ODELAY: Un método a gran escala para la cuantificación multiparamétrica del crecimiento de la levadura

El objetivo general de ODELAY es medir los fenotipos de crecimiento de células individuales que se convierten en colonias de una manera de alto rendimiento. Este método puede ayudar a responder preguntas clave en microbiología, genética y biología de sistemas, como los efectos de las perturbaciones genéticas y las interacciones farmacológicas en los fenotipos de crecimiento de cualquier microorganismo formador de colonias. La principal ventaja de ODELAY es que permite al investigador observar y cuantificar directamente la heterogeneidad poblacional entre un gran número de individuos.

Antes de montar el molde de agar, limpie los moldes acrílicos con etanol al 70% y séquelos con aire forzado. Hay tres piezas inferiores y dos piezas verticales. Para comenzar el montaje del molde de agar, tome las tres piezas inferiores y múntelas de modo que las dos piezas idénticas se intercalen con la tercera pieza.

Use dos clips de carpeta pequeños para sujetar las piezas base a cada lado. Coloque los montantes en el molde asegurándose de que la curva láser esté colocada correctamente. Coloque un portaobjetos de vidrio limpio y seco en el molde y manténgalo en su lugar mientras coloca un segundo portaobjetos de vidrio en el otro lado.

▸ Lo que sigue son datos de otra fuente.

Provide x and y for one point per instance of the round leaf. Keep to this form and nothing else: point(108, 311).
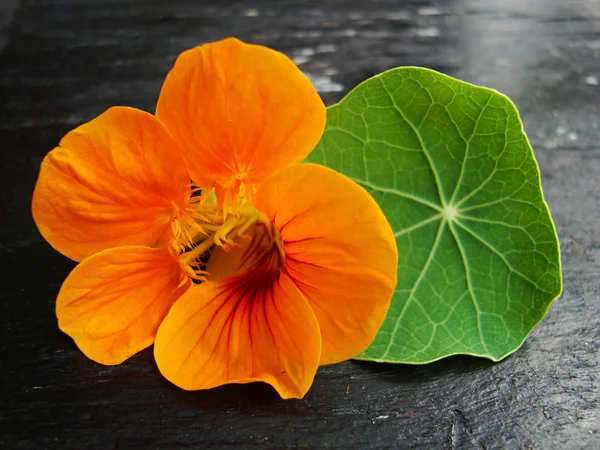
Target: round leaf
point(452, 169)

Sujete el conjunto con un clip de encuadernación más grande. Sujete ambos portaobjetos con clips de carpeta más grandes, asegurándose de que cada clip de carpeta superior esté en contacto con el portaobjetos de vidrio superpuesto al acrílico. Antes de llenar el molde ensamblado con agar fundido, asegúrese de que los bordes estén sellados pipeteando unos 70 microlitros de medio de agar fundido a lo largo del lado interior del molde.

Llene el molde sin atrapar burbujas de aire en el interior pipeteando lentamente el agar fundido a lo largo del borde del molde. Una vez que se llene el molde, deje que se enfríe a unos 23 grados centígrados de temperatura ambiente durante 40-60 minutos. El siguiente paso es la separación del molde.

Comience quitando el clip de carpeta inferior. A continuación, retira la parte inferior del molde que consta de las tres piezas intercaladas. Sujete las diapositivas comprimiéndolas y luego retire los clips de carpeta con cuidado.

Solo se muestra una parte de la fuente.